Recently, a good friend was in town for an extended visit in the old neighborhood.
Exasperated she said, “Doesn’t it seem like nobody has time anymore to get together, to do anything?! Nobody. Has.Time.”
“How did it get to be this way?” she mused.
While I certainly don’t have a definitive answer to her rhetorical question, I couldn’t disagree with her.
Work expectations have ratcheted up with technology leading the way in our around-the-clock workdays, courtesy of our ever-present smartphones. We’re literally available to work—all the time. Many work cultures now expect constant availability from their employees.
Result? A felt sense of acceleration of time, greater distractability from the moment at hand, and little to no sense of respite or renewal (even on weekends).
Add the inevitable self-imposed stress that comes from being even slightly ambitious, and the stress stakes climb higher.
I can handle it!
We get caught up in the belief that we ‘can handle it all,’ juggling on one foot while our current capacities become overwhelmed.
I’ve certainly experienced the pull of ‘being busy.’ And despite my rationalizations, e.g. “I’ve got to get this proposal out first,” or, “I’ll-just-do-one-more-thing-before-I-dash-off,” it’s accurate to state that I’ve found myself caught up all too easily doing life vs. living life.
Being busy – once a twisted badge of success and status – has bolted out of control, leaving a wake of extraordinary casualties among the best of us.
Many of us are plagued by lack of energy and interest in life, difficulty sleeping and heart palpitations, and a decided lack of presence in the moment at hand, not to mention time with friends and family that my friend was missing.
Left unchecked these ‘busyness’ symptoms can lead to serious burnout, a distinctly higher level of stress with serious mental and physical consequences.
Stop wasting energy on time
In fact, it’s easy, when we’re super busy—especially if we don’t like the tasks we’re asked to do nor the time-frames we’re expected to keep—to just try harder to manage it all.
We default to doing it all, to multitasking. This despite the fact we all now know that multitasking is not only a myth, but a huge energy drain!
Here’s the rub, we actually believe that lack of time is the problem.
If we just had enough time to address it all, to reconfigure the day, to figure out who to delegate the project or the soccer driving to, we’d be OK.
So, as we’re multitasking, we’re ramping up our stress. We tense up. We move into fight-flight-freeze mode. It’s simple biology.
And over time our signature pattern of reacting under stress takes on a particular physical shape whether we realize it or not.
Shoulders become tight. Eyebrows furrow. Jaws become set. They influence how we experience ourselves, our ways of coping. In time it becomes a vicious cycle that unless it’s interrupted–by illness, anxiety, divorce, or by conscious choice–it runs the show, further taxing our system.
All those ‘time pressures’ we experience,that can lead to burnout, zap our energies because we’re simply focused on the wrong variable: time.
In fact, it’s really not about time at all. At. All. It’s all about working with our energies.
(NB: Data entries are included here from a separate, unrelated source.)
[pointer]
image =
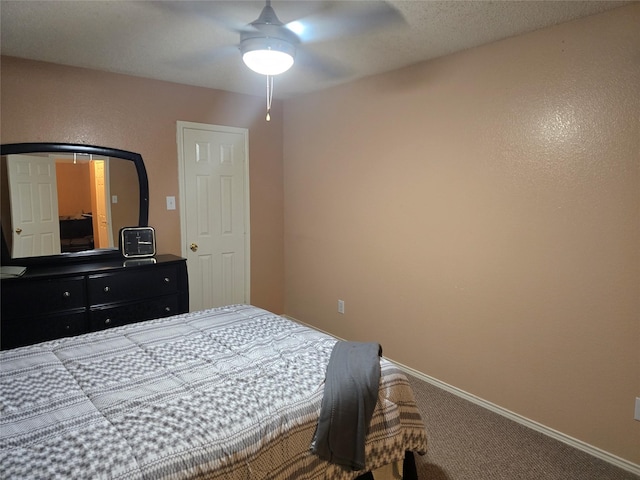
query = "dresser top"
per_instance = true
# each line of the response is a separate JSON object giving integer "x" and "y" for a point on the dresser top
{"x": 93, "y": 266}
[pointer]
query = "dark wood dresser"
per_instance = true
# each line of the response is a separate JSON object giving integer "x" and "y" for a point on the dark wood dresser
{"x": 49, "y": 302}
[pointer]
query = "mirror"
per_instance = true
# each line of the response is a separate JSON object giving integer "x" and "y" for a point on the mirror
{"x": 67, "y": 202}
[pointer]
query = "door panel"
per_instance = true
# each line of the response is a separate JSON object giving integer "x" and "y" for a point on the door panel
{"x": 34, "y": 205}
{"x": 214, "y": 209}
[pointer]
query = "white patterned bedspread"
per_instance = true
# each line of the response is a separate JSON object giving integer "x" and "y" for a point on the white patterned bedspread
{"x": 229, "y": 393}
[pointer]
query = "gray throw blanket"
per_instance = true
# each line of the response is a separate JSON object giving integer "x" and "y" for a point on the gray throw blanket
{"x": 350, "y": 396}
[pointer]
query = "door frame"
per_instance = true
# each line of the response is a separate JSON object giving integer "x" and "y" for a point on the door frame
{"x": 180, "y": 127}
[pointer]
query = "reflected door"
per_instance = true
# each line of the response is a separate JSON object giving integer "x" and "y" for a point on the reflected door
{"x": 34, "y": 205}
{"x": 99, "y": 206}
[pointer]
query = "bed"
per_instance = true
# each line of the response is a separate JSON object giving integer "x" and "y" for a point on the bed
{"x": 227, "y": 393}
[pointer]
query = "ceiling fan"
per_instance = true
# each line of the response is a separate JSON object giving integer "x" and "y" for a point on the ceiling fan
{"x": 270, "y": 47}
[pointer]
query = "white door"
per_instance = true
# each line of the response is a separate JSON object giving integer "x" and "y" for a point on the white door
{"x": 214, "y": 213}
{"x": 34, "y": 205}
{"x": 101, "y": 221}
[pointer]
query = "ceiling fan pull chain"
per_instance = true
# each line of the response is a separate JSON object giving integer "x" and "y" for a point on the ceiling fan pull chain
{"x": 269, "y": 96}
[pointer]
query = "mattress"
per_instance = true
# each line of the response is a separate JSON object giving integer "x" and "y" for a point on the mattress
{"x": 227, "y": 393}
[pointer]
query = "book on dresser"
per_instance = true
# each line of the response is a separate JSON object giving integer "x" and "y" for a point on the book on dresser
{"x": 49, "y": 302}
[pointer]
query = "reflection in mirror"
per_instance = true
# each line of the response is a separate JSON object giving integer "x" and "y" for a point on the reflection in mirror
{"x": 65, "y": 203}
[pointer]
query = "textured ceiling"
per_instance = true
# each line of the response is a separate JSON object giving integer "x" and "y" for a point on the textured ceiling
{"x": 195, "y": 42}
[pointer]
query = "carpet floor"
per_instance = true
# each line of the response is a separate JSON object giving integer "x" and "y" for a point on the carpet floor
{"x": 469, "y": 442}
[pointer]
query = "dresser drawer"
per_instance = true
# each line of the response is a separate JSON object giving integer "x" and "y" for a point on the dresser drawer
{"x": 17, "y": 333}
{"x": 25, "y": 299}
{"x": 130, "y": 285}
{"x": 101, "y": 318}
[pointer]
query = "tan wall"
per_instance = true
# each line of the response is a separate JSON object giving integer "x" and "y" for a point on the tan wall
{"x": 480, "y": 216}
{"x": 42, "y": 102}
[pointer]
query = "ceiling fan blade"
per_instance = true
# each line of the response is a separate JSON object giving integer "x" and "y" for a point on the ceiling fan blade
{"x": 347, "y": 18}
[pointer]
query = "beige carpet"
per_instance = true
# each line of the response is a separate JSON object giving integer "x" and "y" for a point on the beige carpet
{"x": 468, "y": 442}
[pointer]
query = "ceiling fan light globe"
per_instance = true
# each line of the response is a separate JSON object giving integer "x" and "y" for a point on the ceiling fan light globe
{"x": 268, "y": 62}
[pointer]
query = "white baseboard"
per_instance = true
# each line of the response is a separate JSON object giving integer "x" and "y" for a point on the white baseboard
{"x": 550, "y": 432}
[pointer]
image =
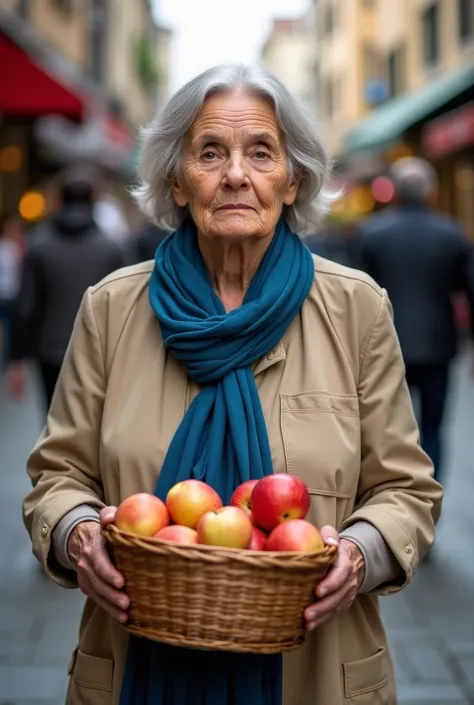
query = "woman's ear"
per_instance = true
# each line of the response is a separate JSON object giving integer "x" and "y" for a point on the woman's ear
{"x": 291, "y": 192}
{"x": 178, "y": 192}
We are energy bodies. We measure energy in the form of blood pressure, heart rates, and pulmonary rates, as well as knowing when you’re thirsty or hungry or sleepy.
Pressure of stress and multitasking influences your energy levels, mindset and mood. In turn, those dictate your ability to step into powerful action for yourself . . . and those friends you’d love to see!
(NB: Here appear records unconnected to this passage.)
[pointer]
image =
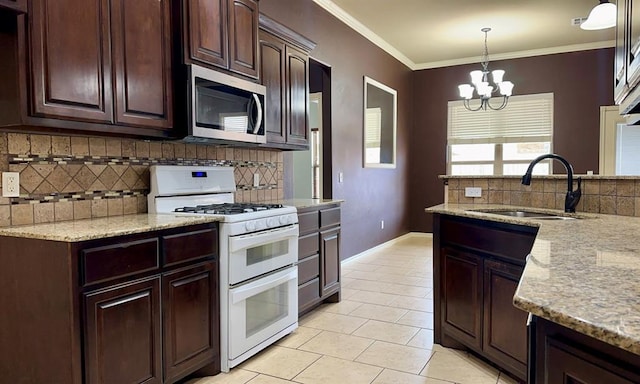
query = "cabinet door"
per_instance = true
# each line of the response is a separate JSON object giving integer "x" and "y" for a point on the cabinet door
{"x": 462, "y": 296}
{"x": 207, "y": 31}
{"x": 141, "y": 47}
{"x": 16, "y": 5}
{"x": 297, "y": 87}
{"x": 272, "y": 56}
{"x": 122, "y": 338}
{"x": 70, "y": 58}
{"x": 505, "y": 331}
{"x": 191, "y": 315}
{"x": 243, "y": 37}
{"x": 329, "y": 260}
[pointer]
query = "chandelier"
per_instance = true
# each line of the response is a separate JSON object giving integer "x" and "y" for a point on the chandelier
{"x": 480, "y": 83}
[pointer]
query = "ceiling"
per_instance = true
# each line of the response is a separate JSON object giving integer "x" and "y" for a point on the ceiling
{"x": 435, "y": 33}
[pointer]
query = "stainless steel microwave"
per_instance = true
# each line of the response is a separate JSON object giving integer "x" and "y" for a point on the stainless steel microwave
{"x": 224, "y": 109}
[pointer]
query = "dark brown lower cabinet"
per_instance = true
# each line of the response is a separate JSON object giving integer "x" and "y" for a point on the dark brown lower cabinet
{"x": 477, "y": 267}
{"x": 123, "y": 327}
{"x": 191, "y": 334}
{"x": 140, "y": 308}
{"x": 318, "y": 256}
{"x": 564, "y": 356}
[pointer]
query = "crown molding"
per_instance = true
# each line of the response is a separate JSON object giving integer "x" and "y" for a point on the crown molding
{"x": 357, "y": 26}
{"x": 354, "y": 24}
{"x": 518, "y": 54}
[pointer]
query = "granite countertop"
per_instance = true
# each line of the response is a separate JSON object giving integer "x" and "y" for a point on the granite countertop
{"x": 583, "y": 274}
{"x": 307, "y": 203}
{"x": 80, "y": 230}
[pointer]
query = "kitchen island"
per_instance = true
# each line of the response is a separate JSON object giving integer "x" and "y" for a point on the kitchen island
{"x": 582, "y": 275}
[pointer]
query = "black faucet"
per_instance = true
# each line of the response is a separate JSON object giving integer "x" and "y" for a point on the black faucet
{"x": 573, "y": 197}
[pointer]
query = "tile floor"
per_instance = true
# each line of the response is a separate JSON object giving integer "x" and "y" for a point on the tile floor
{"x": 380, "y": 333}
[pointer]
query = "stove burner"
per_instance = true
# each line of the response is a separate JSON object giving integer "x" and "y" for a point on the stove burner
{"x": 228, "y": 208}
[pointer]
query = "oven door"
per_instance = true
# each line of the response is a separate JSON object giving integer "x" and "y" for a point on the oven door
{"x": 260, "y": 309}
{"x": 257, "y": 253}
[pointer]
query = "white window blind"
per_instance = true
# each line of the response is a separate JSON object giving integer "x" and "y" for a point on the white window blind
{"x": 526, "y": 118}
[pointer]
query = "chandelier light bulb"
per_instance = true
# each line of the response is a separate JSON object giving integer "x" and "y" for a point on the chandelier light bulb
{"x": 480, "y": 83}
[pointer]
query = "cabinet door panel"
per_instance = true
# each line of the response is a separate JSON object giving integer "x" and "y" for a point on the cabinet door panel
{"x": 122, "y": 339}
{"x": 330, "y": 260}
{"x": 243, "y": 37}
{"x": 207, "y": 23}
{"x": 505, "y": 331}
{"x": 191, "y": 332}
{"x": 16, "y": 5}
{"x": 297, "y": 84}
{"x": 566, "y": 368}
{"x": 462, "y": 296}
{"x": 272, "y": 76}
{"x": 142, "y": 61}
{"x": 71, "y": 68}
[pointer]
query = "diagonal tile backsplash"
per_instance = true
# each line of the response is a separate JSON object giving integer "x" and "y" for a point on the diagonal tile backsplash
{"x": 78, "y": 177}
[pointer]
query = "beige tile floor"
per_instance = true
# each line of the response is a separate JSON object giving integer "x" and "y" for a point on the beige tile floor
{"x": 380, "y": 333}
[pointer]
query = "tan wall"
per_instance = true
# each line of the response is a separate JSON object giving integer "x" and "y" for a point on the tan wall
{"x": 614, "y": 196}
{"x": 78, "y": 177}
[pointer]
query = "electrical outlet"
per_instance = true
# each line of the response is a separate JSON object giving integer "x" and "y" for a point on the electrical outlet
{"x": 10, "y": 184}
{"x": 473, "y": 192}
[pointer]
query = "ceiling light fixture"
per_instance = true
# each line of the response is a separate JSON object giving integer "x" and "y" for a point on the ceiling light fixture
{"x": 602, "y": 16}
{"x": 480, "y": 80}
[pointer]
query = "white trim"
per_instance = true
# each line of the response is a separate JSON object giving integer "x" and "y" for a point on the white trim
{"x": 385, "y": 245}
{"x": 357, "y": 26}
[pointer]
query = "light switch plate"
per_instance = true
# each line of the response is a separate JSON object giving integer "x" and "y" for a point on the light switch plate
{"x": 10, "y": 184}
{"x": 473, "y": 192}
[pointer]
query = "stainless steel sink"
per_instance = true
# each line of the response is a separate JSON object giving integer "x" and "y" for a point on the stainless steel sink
{"x": 528, "y": 214}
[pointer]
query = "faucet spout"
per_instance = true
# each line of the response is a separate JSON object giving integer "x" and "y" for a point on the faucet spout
{"x": 573, "y": 197}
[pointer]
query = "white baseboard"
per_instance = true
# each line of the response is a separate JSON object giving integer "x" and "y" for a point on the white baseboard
{"x": 386, "y": 245}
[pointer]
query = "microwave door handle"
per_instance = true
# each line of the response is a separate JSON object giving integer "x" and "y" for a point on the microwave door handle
{"x": 258, "y": 106}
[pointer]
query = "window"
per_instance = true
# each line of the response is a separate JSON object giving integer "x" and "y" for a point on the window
{"x": 500, "y": 142}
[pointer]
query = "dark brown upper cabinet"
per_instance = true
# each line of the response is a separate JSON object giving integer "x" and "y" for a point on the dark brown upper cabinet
{"x": 102, "y": 61}
{"x": 284, "y": 56}
{"x": 89, "y": 65}
{"x": 14, "y": 5}
{"x": 222, "y": 34}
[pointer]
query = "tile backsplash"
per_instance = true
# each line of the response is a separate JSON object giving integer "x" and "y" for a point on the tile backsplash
{"x": 78, "y": 177}
{"x": 614, "y": 195}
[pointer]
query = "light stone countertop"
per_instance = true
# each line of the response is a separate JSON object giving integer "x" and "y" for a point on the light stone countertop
{"x": 307, "y": 203}
{"x": 582, "y": 274}
{"x": 89, "y": 229}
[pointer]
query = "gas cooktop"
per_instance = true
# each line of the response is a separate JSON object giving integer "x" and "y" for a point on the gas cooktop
{"x": 228, "y": 208}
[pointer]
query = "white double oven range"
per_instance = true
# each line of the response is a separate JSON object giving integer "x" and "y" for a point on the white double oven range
{"x": 258, "y": 250}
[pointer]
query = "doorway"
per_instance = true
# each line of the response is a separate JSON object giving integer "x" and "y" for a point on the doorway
{"x": 311, "y": 170}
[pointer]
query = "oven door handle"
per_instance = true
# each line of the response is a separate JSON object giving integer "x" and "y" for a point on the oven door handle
{"x": 244, "y": 292}
{"x": 237, "y": 243}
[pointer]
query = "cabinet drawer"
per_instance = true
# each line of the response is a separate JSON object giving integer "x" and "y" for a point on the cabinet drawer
{"x": 189, "y": 246}
{"x": 118, "y": 260}
{"x": 308, "y": 269}
{"x": 308, "y": 221}
{"x": 308, "y": 294}
{"x": 508, "y": 241}
{"x": 308, "y": 245}
{"x": 329, "y": 217}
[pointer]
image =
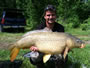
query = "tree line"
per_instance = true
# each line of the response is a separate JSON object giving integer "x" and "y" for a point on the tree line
{"x": 73, "y": 12}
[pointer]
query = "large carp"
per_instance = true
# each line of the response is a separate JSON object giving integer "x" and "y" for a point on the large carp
{"x": 48, "y": 43}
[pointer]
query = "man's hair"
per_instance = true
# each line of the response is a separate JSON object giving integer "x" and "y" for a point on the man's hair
{"x": 50, "y": 8}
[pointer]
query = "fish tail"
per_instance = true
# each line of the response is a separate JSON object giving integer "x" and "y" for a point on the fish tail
{"x": 14, "y": 53}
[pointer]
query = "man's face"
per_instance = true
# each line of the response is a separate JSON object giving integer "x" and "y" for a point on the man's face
{"x": 50, "y": 17}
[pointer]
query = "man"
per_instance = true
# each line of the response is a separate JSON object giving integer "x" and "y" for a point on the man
{"x": 56, "y": 61}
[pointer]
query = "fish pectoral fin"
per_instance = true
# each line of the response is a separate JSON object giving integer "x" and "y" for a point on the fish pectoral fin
{"x": 46, "y": 57}
{"x": 66, "y": 52}
{"x": 14, "y": 53}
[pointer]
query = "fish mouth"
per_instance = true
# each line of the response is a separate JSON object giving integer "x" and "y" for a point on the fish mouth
{"x": 82, "y": 46}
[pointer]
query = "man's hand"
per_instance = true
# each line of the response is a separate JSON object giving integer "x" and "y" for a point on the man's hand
{"x": 33, "y": 48}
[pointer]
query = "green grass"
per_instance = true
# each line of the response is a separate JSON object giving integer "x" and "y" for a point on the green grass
{"x": 76, "y": 59}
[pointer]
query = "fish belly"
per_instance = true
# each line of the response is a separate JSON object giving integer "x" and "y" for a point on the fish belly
{"x": 52, "y": 47}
It’s unchecked pressure that lends itself to burnout, not time.
What to Do
Well over 100 years ago, some pretty sharp folks were conducting research and found that up to a point, energy rises to a challenge, otherwise known as the Yerkes-Dodson Curve” “the relation of strength of stimulus to rapidity of habit formation.”
Too little challenge or stress, and we effectively rust out—we don’t ever reach our full potential, do that thing we’ve always wanted to do, go after that dream, etc.
Too much stress, and we literally burn out (head on fire is how it feels!).
The sweet spot, eustress, lies somewhere in the middle, sustained in that range by alternating between drive and recovery; pushing and renewing our energies. None of us reach it by working 80+ hours or running at breakneck speed despite what we’ve come to believe.
Jim Loehr and Tony Schwartz state in The Power of Full Engagement that sustainable performance “requires cultivating a dynamic balance between expenditure of energy (stress) and renewal of energy (recovery).”
The real question then is not about how late you stayed at the office, or how many hours you clocked in, but rather, Are you performing at your best and can you sustain the pace?
Said another way, Are you living your life fully at this pace, not only professionally, but your whole life?
The key to sustained high performance and living fully depend upon positive energy rituals, or what I call ‘new practices’ founded on what matters most to you.
Reflection
To start reflecting on this, it comes down to honestly committing to notice four things:
- How’s my energy now?
- How am I getting caught in the situation at-hand, really?
- What’s the larger, systemic reality at play, and where’s the opening to shift it (or not)?
- What are my personal options since my life — and how I spend my time and energies — is my responsibility?
Let yourself be guided by knowing, “The true measure of your energy is based on your core beliefs.”